Marx, sözcüğün en iyi ve geleneksel anlamıyla bir ahlakçıydı. Aynı Aristo, Hegel ve Akinolu Thomas gibi, iyi bir yaşamın vazife ve yükümlülüklerden değil, aksine insanı mutlu kılan öz-gerçekleştirmeden müteşekkil olduğu düşüncesindeydi. Marx’a göre, etik için bahis konusu olan, insanın yeteneklerini nasıl geliştireceğini öğrenmektir. Ona göre, insanlar yeteneklerini birlikte ve birbirleri sayesinde geliştirdiklerinde insani karakter en iyi şekilde gelişir. Ya da Komünist Manifesto’da yazdığı gibi, eğer insanlar “her bireyin özgürce gelişiminin herkesin özgürce gelişiminin şartı” olduğu bir durumdan mutlu iseler. İnsanların başkalarının hayallerinin gerçekleşmesinde kendi hayallerinin gerçekleşmesini bulmasına sevgi diyoruz. Marx, böylesi bir imkânı siyasal düzlemde inceler. O, aynı zamanda ütopya üzerine lüzumsuz lakırdıları hor görür. Mükemmel topluma ise, en ufak bir ilgi bile göstermez.

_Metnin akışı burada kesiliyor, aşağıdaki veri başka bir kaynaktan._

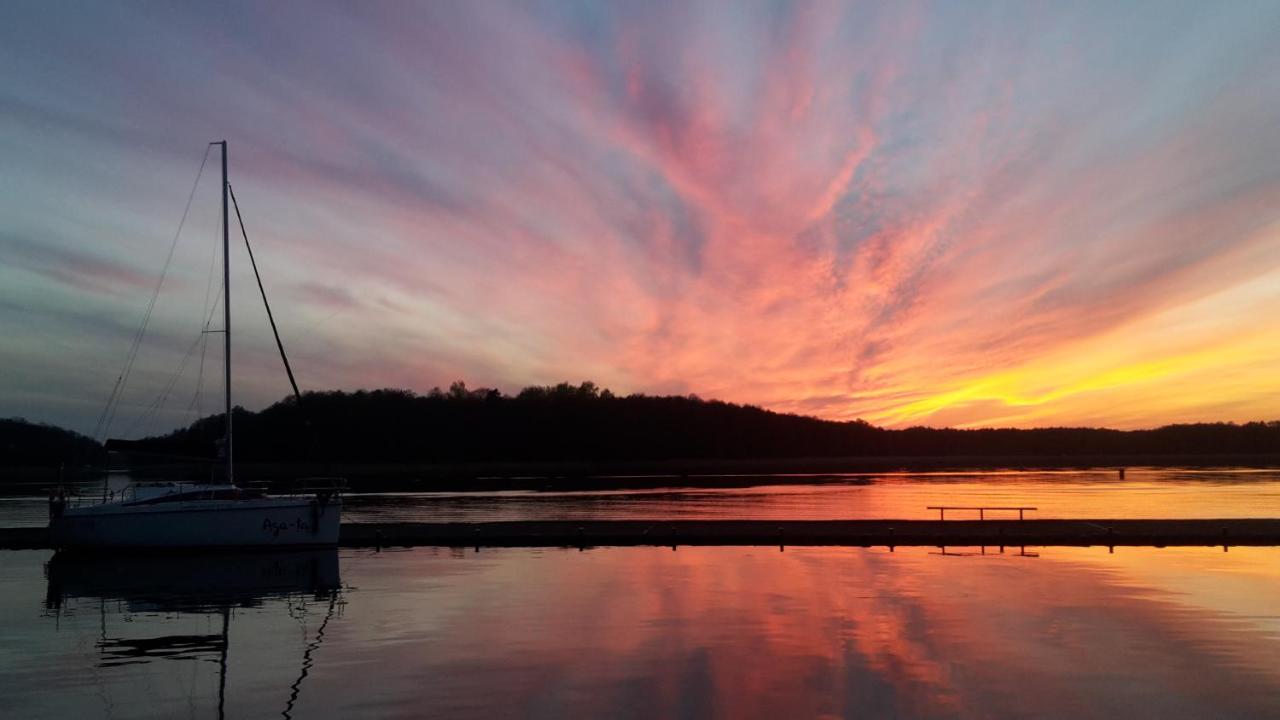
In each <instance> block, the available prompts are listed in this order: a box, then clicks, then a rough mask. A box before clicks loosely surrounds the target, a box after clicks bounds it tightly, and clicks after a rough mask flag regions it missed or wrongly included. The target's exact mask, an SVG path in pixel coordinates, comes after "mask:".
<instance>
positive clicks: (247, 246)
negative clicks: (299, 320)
mask: <svg viewBox="0 0 1280 720" xmlns="http://www.w3.org/2000/svg"><path fill="white" fill-rule="evenodd" d="M227 191H228V192H230V196H232V206H234V208H236V219H237V220H238V222H239V225H241V236H242V237H243V238H244V250H248V261H250V264H251V265H253V277H255V278H256V279H257V291H259V292H260V293H262V306H264V307H266V319H268V320H270V322H271V333H273V334H274V336H275V347H278V348H279V350H280V360H283V361H284V373H285V374H288V375H289V386H292V387H293V397H294V398H296V400H297V401H298V406H300V407H301V406H302V393H301V392H298V383H297V382H296V380H294V379H293V368H292V366H289V356H288V355H285V354H284V343H283V342H280V331H278V329H276V328H275V315H273V314H271V304H270V302H268V301H266V290H265V288H264V287H262V275H260V274H259V273H257V260H255V259H253V247H252V246H250V243H248V233H247V232H246V231H244V218H242V217H241V214H239V202H237V201H236V188H233V187H232V183H229V182H228V183H227Z"/></svg>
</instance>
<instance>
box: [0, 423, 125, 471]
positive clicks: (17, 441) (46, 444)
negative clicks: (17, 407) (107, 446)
mask: <svg viewBox="0 0 1280 720" xmlns="http://www.w3.org/2000/svg"><path fill="white" fill-rule="evenodd" d="M101 460H102V446H101V445H100V443H97V442H95V441H93V439H91V438H88V437H84V436H82V434H79V433H77V432H72V430H67V429H63V428H58V427H54V425H45V424H42V423H29V421H27V420H24V419H22V418H9V419H0V468H5V466H9V468H12V466H45V468H55V466H58V465H64V464H65V465H68V466H78V465H88V464H96V462H100V461H101Z"/></svg>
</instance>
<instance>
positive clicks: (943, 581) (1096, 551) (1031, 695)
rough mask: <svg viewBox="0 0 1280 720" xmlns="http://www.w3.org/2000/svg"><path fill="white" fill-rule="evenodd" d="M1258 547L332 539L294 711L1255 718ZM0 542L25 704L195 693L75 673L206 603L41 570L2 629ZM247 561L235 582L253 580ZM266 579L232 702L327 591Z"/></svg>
mask: <svg viewBox="0 0 1280 720" xmlns="http://www.w3.org/2000/svg"><path fill="white" fill-rule="evenodd" d="M1275 553H1276V550H1275V548H1238V547H1233V548H1231V552H1230V553H1221V552H1220V551H1217V550H1207V548H1183V550H1155V548H1120V550H1119V551H1117V553H1116V555H1107V553H1106V551H1105V550H1103V548H1046V550H1044V551H1043V555H1042V557H1038V559H1028V557H1016V556H1011V555H1005V556H998V555H997V556H991V555H988V556H986V557H980V556H968V557H943V556H940V555H933V553H931V552H929V551H927V550H924V548H900V550H899V551H897V552H895V553H888V552H884V551H883V550H860V548H791V547H788V548H787V550H786V552H778V551H777V550H776V548H723V547H705V548H680V550H678V551H676V552H672V551H669V550H657V548H604V550H593V551H586V552H579V551H576V550H489V548H484V550H481V551H480V552H479V553H477V552H474V551H471V550H449V548H419V550H412V551H401V552H381V553H378V552H371V551H343V553H342V579H343V582H344V587H346V588H348V589H347V591H346V592H343V600H344V601H346V603H344V606H342V607H340V611H339V612H338V614H337V615H335V616H334V619H333V623H330V624H329V625H328V630H326V634H325V644H324V647H323V648H320V650H319V651H317V652H314V653H312V656H311V657H312V660H314V662H312V665H311V666H310V676H308V678H307V682H306V684H305V685H303V692H302V693H300V697H298V702H297V703H296V705H294V707H293V712H294V715H296V716H306V715H320V716H335V715H340V716H346V717H358V716H378V717H417V716H422V715H434V716H457V717H493V716H530V715H532V716H609V717H654V716H666V717H673V716H698V717H713V716H718V717H780V716H794V717H800V716H805V717H809V716H824V715H826V716H868V715H869V716H895V715H896V716H910V717H955V716H961V717H965V716H979V717H989V716H995V717H1025V716H1038V717H1046V716H1047V717H1115V716H1124V715H1130V716H1215V717H1221V716H1239V717H1260V716H1268V715H1274V714H1275V712H1276V711H1277V710H1280V671H1277V670H1276V669H1275V666H1274V657H1275V656H1276V651H1277V650H1280V637H1277V634H1276V633H1275V632H1272V630H1268V626H1267V624H1266V621H1265V620H1257V619H1254V616H1256V615H1257V612H1258V610H1260V605H1258V602H1260V600H1258V598H1274V597H1276V596H1277V593H1280V564H1277V562H1275V560H1276V556H1275ZM8 557H12V559H13V562H6V564H5V565H4V566H3V568H0V591H4V592H3V593H0V610H3V611H4V612H3V614H0V634H3V635H4V637H6V638H13V639H14V642H13V643H8V642H6V644H5V647H4V648H0V665H5V666H9V665H10V664H12V661H13V660H12V659H13V657H23V659H37V657H38V659H40V662H38V667H33V669H31V670H29V673H28V671H23V670H20V669H19V670H18V671H17V673H15V674H9V673H6V674H5V675H0V689H3V691H4V694H5V696H6V700H8V698H12V700H13V703H12V705H10V707H13V708H17V710H18V711H26V712H23V715H22V716H38V715H42V714H44V715H50V714H55V715H86V714H87V715H92V714H95V712H97V711H99V710H101V708H102V707H104V706H102V705H101V703H102V697H101V696H100V694H97V691H101V689H105V691H108V694H109V700H111V702H113V703H114V705H113V707H114V710H115V711H116V714H122V715H129V714H155V715H173V714H174V712H177V714H187V712H188V711H191V710H192V708H195V711H196V712H197V714H200V712H201V711H202V710H205V708H209V710H211V708H212V703H214V702H215V698H216V678H215V673H214V670H212V669H211V667H212V666H211V665H210V666H207V667H206V670H201V671H200V673H198V674H197V675H196V676H195V680H193V679H192V675H191V670H184V669H183V667H188V669H189V667H196V666H201V665H200V664H186V662H174V661H170V660H159V659H156V657H152V656H145V655H143V656H138V659H140V660H143V662H141V664H137V665H123V666H115V667H108V669H99V670H97V671H96V673H97V674H96V675H93V674H91V673H86V671H84V669H86V667H91V666H93V665H95V664H97V662H99V661H100V659H101V657H100V652H99V648H96V647H95V641H96V639H97V638H99V637H100V619H99V612H100V611H102V612H105V618H106V625H108V628H110V629H111V632H113V633H114V634H113V635H111V637H118V638H124V639H128V641H132V639H134V638H148V637H168V638H182V637H186V635H216V634H218V633H219V630H220V624H221V620H223V615H221V610H216V607H225V602H216V601H215V602H209V601H201V602H197V603H196V605H193V606H192V607H193V609H195V610H191V611H186V610H174V609H173V607H170V609H168V610H163V607H164V606H163V605H157V602H163V598H157V597H156V594H155V593H156V592H157V589H159V588H160V584H157V583H154V582H152V580H151V579H147V580H146V582H143V583H138V582H137V578H138V573H128V571H125V573H114V574H115V575H120V577H123V578H124V579H125V580H127V582H124V583H123V584H124V585H127V587H128V588H132V589H128V591H127V592H125V591H122V589H120V587H122V583H120V579H119V578H118V579H111V578H113V573H110V571H101V570H102V569H99V570H86V571H84V573H77V574H72V575H68V574H67V573H63V571H61V570H59V571H58V573H59V575H60V577H59V582H61V588H63V591H61V592H63V594H65V596H68V597H69V598H70V600H69V601H68V606H67V609H68V610H70V611H68V612H63V614H61V615H54V614H49V615H47V616H46V618H45V619H44V620H42V621H40V623H36V624H24V621H23V620H22V618H24V616H29V614H31V610H32V607H40V605H41V598H40V594H41V593H45V592H46V587H45V583H44V578H42V577H41V565H42V562H44V559H45V557H47V553H36V552H29V553H9V556H8ZM211 570H212V573H210V574H207V575H206V577H205V579H204V580H201V579H200V578H201V574H200V573H198V571H191V570H180V569H177V568H174V569H172V573H173V577H175V578H182V577H183V574H184V573H186V574H187V575H188V577H191V578H193V580H191V583H195V584H189V583H179V584H183V585H186V588H187V589H192V591H198V592H204V589H201V583H202V582H207V580H209V579H210V578H218V577H219V573H218V571H216V568H211ZM321 574H323V573H321ZM131 575H132V579H131ZM143 575H147V577H151V575H152V574H151V573H150V571H148V573H145V574H143ZM266 577H275V574H274V573H268V574H266ZM303 577H306V574H298V575H297V578H303ZM257 578H260V579H255V580H251V582H250V585H255V584H257V585H260V584H261V582H262V580H261V578H262V575H257ZM51 582H52V578H51ZM271 582H273V583H276V580H271ZM77 588H78V589H77ZM273 588H274V589H270V591H269V592H265V593H256V596H255V593H252V592H251V593H250V597H247V598H246V600H248V602H247V603H243V605H238V606H233V607H230V609H229V615H228V616H229V619H230V625H229V628H230V634H229V655H228V657H229V666H228V676H227V682H228V685H227V688H228V702H229V705H228V716H250V715H255V714H256V715H261V714H262V712H255V711H262V708H270V711H271V712H275V711H278V708H279V707H283V705H284V701H285V698H287V697H288V696H289V688H291V684H292V683H294V682H296V679H297V671H298V666H300V662H302V661H303V659H302V656H303V652H305V647H306V646H307V643H308V641H314V639H315V638H316V630H317V628H319V626H320V624H321V623H323V618H324V615H325V612H324V610H325V607H326V603H325V602H323V601H319V600H317V596H315V594H308V593H306V592H303V593H296V592H285V593H283V594H282V593H279V592H278V591H279V585H278V584H276V585H273ZM1222 588H1230V591H1222ZM179 589H180V588H179ZM127 594H128V596H129V597H132V598H133V601H132V602H133V606H132V607H131V605H129V602H127V601H123V600H122V598H123V597H124V596H127ZM179 594H182V593H179ZM228 597H230V596H228ZM255 597H256V600H255ZM224 600H225V598H224ZM321 600H323V598H321ZM100 601H101V602H100ZM143 601H145V602H148V603H152V605H151V607H150V609H147V607H143V606H142V605H140V603H141V602H143ZM14 603H17V605H14ZM201 607H202V609H204V610H200V609H201ZM300 609H301V610H300ZM125 644H127V643H125ZM122 647H123V646H122ZM6 653H17V655H6ZM31 673H38V674H41V675H42V676H52V678H55V683H56V684H58V692H56V693H50V692H44V691H42V689H41V688H38V687H37V683H26V682H23V680H22V678H26V676H28V674H31ZM50 674H51V675H50ZM6 675H8V676H6ZM13 680H18V682H17V683H15V682H13Z"/></svg>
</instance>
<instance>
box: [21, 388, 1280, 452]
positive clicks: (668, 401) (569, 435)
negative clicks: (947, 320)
mask: <svg viewBox="0 0 1280 720" xmlns="http://www.w3.org/2000/svg"><path fill="white" fill-rule="evenodd" d="M234 413H236V416H234V423H236V459H237V460H239V461H251V462H253V461H261V462H274V461H326V462H428V464H429V462H470V461H479V462H492V461H515V462H518V461H561V460H571V461H637V460H672V459H690V460H695V459H716V460H730V459H732V460H746V459H774V460H776V459H788V457H795V459H799V457H925V456H928V457H942V456H966V457H978V459H980V457H997V456H1004V457H1010V456H1028V457H1071V456H1103V455H1152V456H1160V455H1268V454H1280V421H1266V423H1262V421H1258V423H1244V424H1235V423H1198V424H1180V425H1165V427H1161V428H1155V429H1146V430H1114V429H1105V428H1037V429H952V428H925V427H916V428H905V429H886V428H878V427H876V425H872V424H869V423H865V421H863V420H851V421H831V420H819V419H817V418H809V416H803V415H788V414H781V413H773V411H769V410H764V409H762V407H756V406H751V405H736V404H732V402H722V401H718V400H701V398H699V397H696V396H692V395H690V396H648V395H628V396H618V395H614V393H612V392H609V391H608V389H600V388H599V387H596V386H595V384H594V383H590V382H585V383H581V384H577V386H575V384H570V383H561V384H557V386H545V387H527V388H525V389H522V391H520V392H518V393H516V395H504V393H502V392H499V391H497V389H490V388H479V389H471V388H467V387H466V384H463V383H462V382H456V383H453V384H452V386H449V388H448V389H445V391H442V389H440V388H434V389H431V391H430V392H429V393H426V395H417V393H413V392H411V391H406V389H375V391H357V392H343V391H329V392H308V393H305V395H303V397H302V402H301V405H300V404H298V402H297V401H296V400H294V398H293V397H288V398H285V400H282V401H279V402H276V404H274V405H271V406H269V407H266V409H264V410H261V411H256V413H253V411H248V410H244V409H242V407H237V409H236V411H234ZM223 425H224V418H223V415H210V416H207V418H202V419H200V420H196V421H195V423H192V424H191V425H189V427H186V428H179V429H175V430H173V432H170V433H168V434H164V436H157V437H151V438H146V439H142V441H134V442H131V443H125V445H128V446H129V448H131V450H133V451H141V452H147V454H155V455H170V456H183V457H212V456H214V455H215V448H216V446H218V441H219V439H220V438H221V436H223ZM104 455H105V454H104V448H102V446H101V445H100V443H97V442H95V441H93V439H91V438H87V437H84V436H82V434H79V433H74V432H72V430H65V429H63V428H55V427H51V425H45V424H37V423H28V421H26V420H22V419H8V420H0V466H58V465H59V464H67V465H68V466H81V465H87V464H96V462H100V461H101V460H102V459H104Z"/></svg>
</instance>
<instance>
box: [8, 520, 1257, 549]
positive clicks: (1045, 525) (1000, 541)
mask: <svg viewBox="0 0 1280 720" xmlns="http://www.w3.org/2000/svg"><path fill="white" fill-rule="evenodd" d="M338 544H339V547H364V548H381V547H388V548H389V547H421V546H436V547H475V548H481V547H579V548H585V547H635V546H650V547H678V546H681V544H685V546H695V544H696V546H781V547H785V546H788V544H790V546H846V547H870V546H886V547H908V546H928V547H946V546H966V547H968V546H973V547H978V546H983V547H997V546H998V547H1020V546H1037V547H1046V546H1105V547H1106V546H1112V547H1119V546H1149V547H1164V546H1202V547H1217V546H1221V547H1224V548H1226V547H1230V546H1280V518H1258V519H1210V520H1178V519H1162V520H1116V519H1088V520H1083V519H1082V520H772V521H771V520H595V521H571V520H520V521H507V523H385V524H384V523H346V524H343V525H342V534H340V539H339V542H338ZM0 550H52V547H51V546H50V543H49V539H47V532H46V529H45V528H0ZM216 550H218V548H209V550H202V551H201V552H211V551H216ZM264 550H276V551H279V550H287V548H282V547H266V548H264Z"/></svg>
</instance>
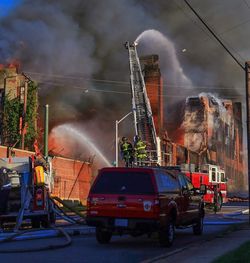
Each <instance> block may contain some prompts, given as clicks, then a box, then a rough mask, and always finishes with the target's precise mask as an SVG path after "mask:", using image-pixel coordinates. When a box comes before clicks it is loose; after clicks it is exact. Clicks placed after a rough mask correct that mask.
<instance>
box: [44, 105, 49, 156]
mask: <svg viewBox="0 0 250 263" xmlns="http://www.w3.org/2000/svg"><path fill="white" fill-rule="evenodd" d="M48 137H49V105H48V104H46V105H45V106H44V157H45V159H46V160H47V159H48V156H49V152H48Z"/></svg>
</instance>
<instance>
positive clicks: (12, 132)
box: [3, 94, 22, 146]
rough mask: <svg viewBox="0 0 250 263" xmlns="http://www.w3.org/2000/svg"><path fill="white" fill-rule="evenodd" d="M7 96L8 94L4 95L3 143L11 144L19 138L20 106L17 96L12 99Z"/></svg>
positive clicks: (20, 105)
mask: <svg viewBox="0 0 250 263" xmlns="http://www.w3.org/2000/svg"><path fill="white" fill-rule="evenodd" d="M8 98H9V94H7V95H5V99H4V118H3V143H4V144H5V145H7V146H12V145H14V144H15V143H16V142H18V141H20V139H21V135H20V131H19V126H20V124H19V123H20V112H21V109H22V106H21V103H20V99H19V98H15V99H12V100H10V99H8Z"/></svg>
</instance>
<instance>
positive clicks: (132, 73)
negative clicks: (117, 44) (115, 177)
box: [125, 42, 161, 165]
mask: <svg viewBox="0 0 250 263" xmlns="http://www.w3.org/2000/svg"><path fill="white" fill-rule="evenodd" d="M136 46H137V43H136V42H134V43H132V44H130V43H129V42H126V43H125V47H126V48H127V49H128V54H129V66H130V85H131V91H132V109H133V115H134V125H135V134H136V135H137V136H139V137H140V138H141V139H142V140H143V141H145V142H146V143H147V151H148V153H149V155H148V156H149V162H150V164H159V165H160V164H161V154H160V152H161V151H160V141H159V138H157V135H156V130H155V126H154V120H153V115H152V110H151V106H150V101H149V98H148V95H147V90H146V86H145V82H144V77H143V74H142V70H141V65H140V60H139V57H138V54H137V50H136Z"/></svg>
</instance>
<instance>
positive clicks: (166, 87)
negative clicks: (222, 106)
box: [26, 71, 235, 90]
mask: <svg viewBox="0 0 250 263" xmlns="http://www.w3.org/2000/svg"><path fill="white" fill-rule="evenodd" d="M26 73H27V74H31V75H32V74H36V75H39V76H40V78H39V77H38V78H39V79H38V81H41V82H45V83H50V84H58V82H55V81H50V80H48V77H55V76H56V78H59V80H58V81H62V79H72V80H84V81H87V82H98V83H104V84H112V85H118V86H126V87H127V86H130V82H127V81H117V80H106V79H95V78H84V77H72V76H65V75H55V74H49V75H47V74H45V73H38V72H36V73H34V72H28V71H27V72H26ZM44 80H45V81H44ZM64 85H66V84H64ZM146 86H147V87H158V85H155V84H147V85H146ZM162 87H166V88H182V89H213V90H235V88H234V87H226V86H223V85H212V84H199V85H183V84H180V85H178V84H171V83H170V84H165V85H162Z"/></svg>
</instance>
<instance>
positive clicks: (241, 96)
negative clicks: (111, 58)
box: [46, 82, 242, 99]
mask: <svg viewBox="0 0 250 263" xmlns="http://www.w3.org/2000/svg"><path fill="white" fill-rule="evenodd" d="M46 84H54V83H53V82H52V83H50V82H49V83H46ZM59 86H60V84H59ZM61 86H62V85H61ZM70 88H72V89H78V90H81V91H83V92H84V93H86V94H87V93H89V92H100V93H111V94H121V95H129V96H131V94H132V93H131V92H129V91H117V90H110V89H105V90H104V89H93V88H91V89H87V88H84V87H79V86H70ZM147 94H148V95H152V94H154V95H155V93H153V92H147ZM192 96H194V95H192ZM159 97H165V98H186V97H187V95H170V94H169V95H164V94H159ZM241 97H242V96H241V95H234V96H224V97H223V99H239V98H241Z"/></svg>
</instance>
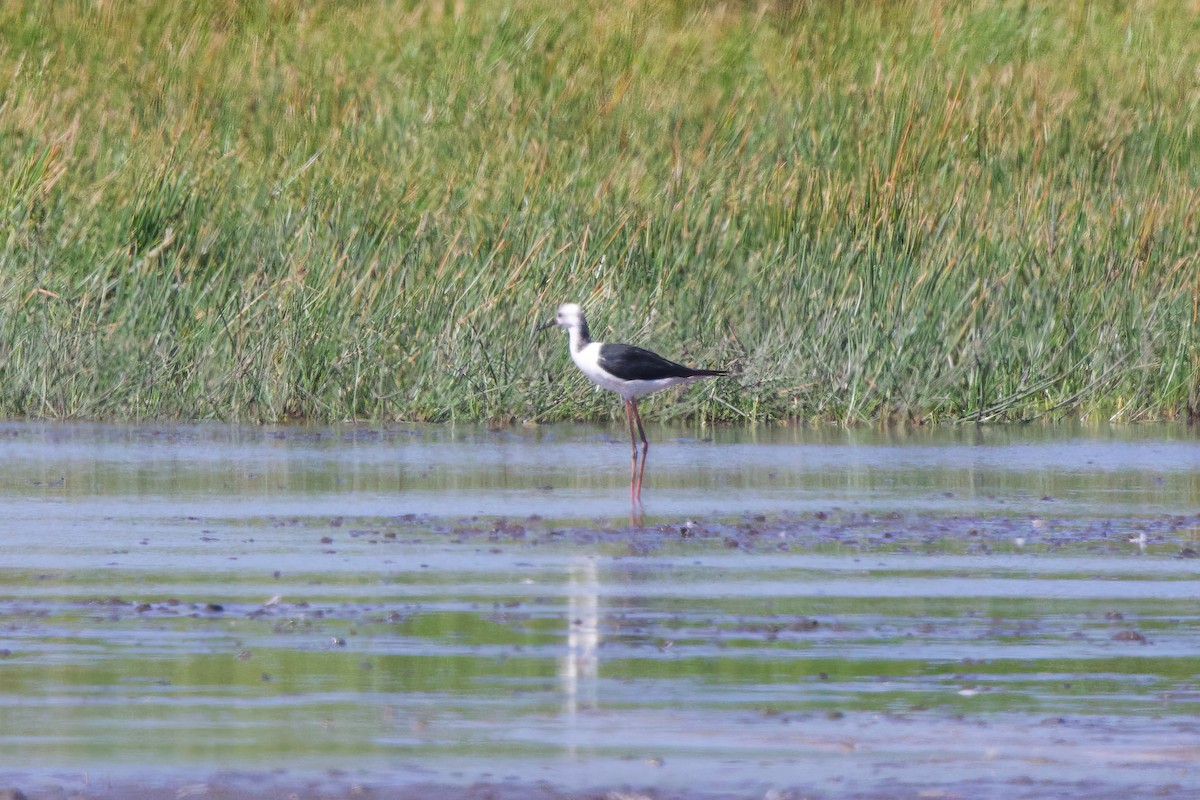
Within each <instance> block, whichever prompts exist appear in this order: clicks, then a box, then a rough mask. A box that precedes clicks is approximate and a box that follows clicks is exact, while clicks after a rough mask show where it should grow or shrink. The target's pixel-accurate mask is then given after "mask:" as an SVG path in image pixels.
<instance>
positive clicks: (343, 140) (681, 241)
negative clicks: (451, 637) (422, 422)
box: [0, 0, 1200, 422]
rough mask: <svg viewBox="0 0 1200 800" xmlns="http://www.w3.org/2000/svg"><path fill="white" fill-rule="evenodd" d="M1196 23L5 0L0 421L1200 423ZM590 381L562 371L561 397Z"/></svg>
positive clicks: (854, 10)
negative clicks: (144, 420)
mask: <svg viewBox="0 0 1200 800" xmlns="http://www.w3.org/2000/svg"><path fill="white" fill-rule="evenodd" d="M1198 77H1200V20H1198V17H1196V14H1195V8H1194V4H1187V2H1138V1H1135V2H1116V4H1058V2H1039V1H1033V2H1030V1H1020V2H1016V1H1004V0H976V1H973V2H962V4H947V2H942V1H940V0H912V1H910V2H883V1H875V2H869V1H865V2H804V1H796V2H785V1H782V0H778V1H774V2H738V1H734V2H678V1H676V2H671V1H664V0H652V1H649V2H643V1H641V0H638V1H637V2H634V1H626V0H620V1H617V2H608V4H600V5H599V6H596V5H594V4H583V2H576V1H570V2H550V1H548V0H505V1H493V0H488V1H485V2H478V4H462V2H458V4H451V2H445V4H425V2H368V1H362V2H354V4H343V2H334V1H332V0H314V1H312V2H299V1H296V0H274V1H260V2H240V1H235V0H215V1H214V2H206V4H172V2H161V1H156V0H140V1H134V2H120V4H109V2H92V4H79V2H54V4H47V2H41V1H38V0H18V1H16V2H8V4H4V6H2V7H0V175H2V180H0V218H2V224H0V414H4V415H8V416H43V417H92V419H119V420H144V419H173V417H190V419H197V417H198V419H226V420H247V421H270V420H282V419H307V420H314V421H329V420H341V419H378V420H425V421H445V420H488V421H539V422H540V421H554V420H563V419H588V417H592V419H596V417H605V416H612V415H614V414H619V405H618V404H617V403H613V402H611V398H610V397H605V396H602V395H598V393H594V392H592V391H590V386H588V385H587V384H586V383H584V381H583V380H582V379H581V378H580V377H578V375H575V374H572V373H569V372H566V367H568V366H569V365H568V362H566V353H565V348H564V347H563V343H562V341H560V339H558V338H552V337H548V336H547V337H546V338H534V337H533V326H534V325H535V324H536V323H539V321H541V320H542V319H544V318H546V317H548V314H550V313H551V312H552V309H553V308H554V306H556V305H557V303H558V302H560V301H564V300H576V301H580V302H583V303H584V306H586V307H587V308H588V311H589V312H590V314H592V319H593V320H594V329H595V333H596V335H598V337H619V338H620V339H624V341H631V342H636V343H641V344H646V345H650V347H653V348H655V349H658V350H661V351H664V353H667V354H671V355H673V356H676V357H678V359H679V360H684V361H689V362H697V363H706V365H708V363H712V365H720V366H728V367H732V368H734V369H736V371H737V373H738V375H739V378H738V379H737V380H727V381H719V383H713V384H712V385H708V386H706V387H704V389H702V390H701V389H696V390H694V391H691V392H690V393H688V395H685V396H683V397H682V398H672V399H668V401H666V402H664V401H662V399H658V401H654V402H655V403H656V404H659V407H660V408H658V409H655V410H654V414H655V416H656V417H658V419H664V417H670V416H676V417H700V419H702V420H731V421H744V420H752V421H769V420H792V419H803V420H833V421H840V422H860V421H878V420H895V419H904V420H917V421H941V420H1030V419H1052V417H1061V416H1076V417H1085V419H1094V420H1100V419H1115V420H1120V421H1132V420H1141V419H1162V417H1189V416H1195V415H1196V414H1198V411H1200V389H1198V374H1200V348H1198V345H1200V333H1198V306H1196V297H1198V296H1200V269H1198V266H1200V265H1198V264H1196V253H1198V251H1200V233H1198V231H1200V225H1198V223H1196V218H1195V215H1196V209H1198V193H1196V191H1198V190H1196V187H1198V185H1200V167H1198V164H1200V160H1198V144H1200V142H1198V137H1200V130H1198V126H1196V120H1198V119H1200V108H1198V106H1200V89H1198V86H1200V80H1198ZM563 375H569V377H563Z"/></svg>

Marx, bireye tutkuyla inanıyordu. Aydınlanmacı bir rasyonalist olduğu kadar, soyut teoriden sakınan ve duyusal, somut ve emsalsiz olan her şeyden heyecan duyan romantik bir hümanistti de. Bize sosyalist bir gelecek için şablonlar vermedi. Yaptığı, sadece böyle bir geleceği hâlihazırda engelleyen çelişkileri en iyi şekilde nasıl çözebileceğimizi göstermekti. Sonrasında neler olabileceği üzerine söyleyeceği neredeyse hiçbir şeyi yoktu. Geleceği kristal bir kürede gören bir peygamber değildi. Farklı yollar bulmazsak, geleceğimizin olmayacağını söyleyerek bizi uyaran -yani özgün Yahudi düşüncesinde var olanlara benzer- bir peygamberdi.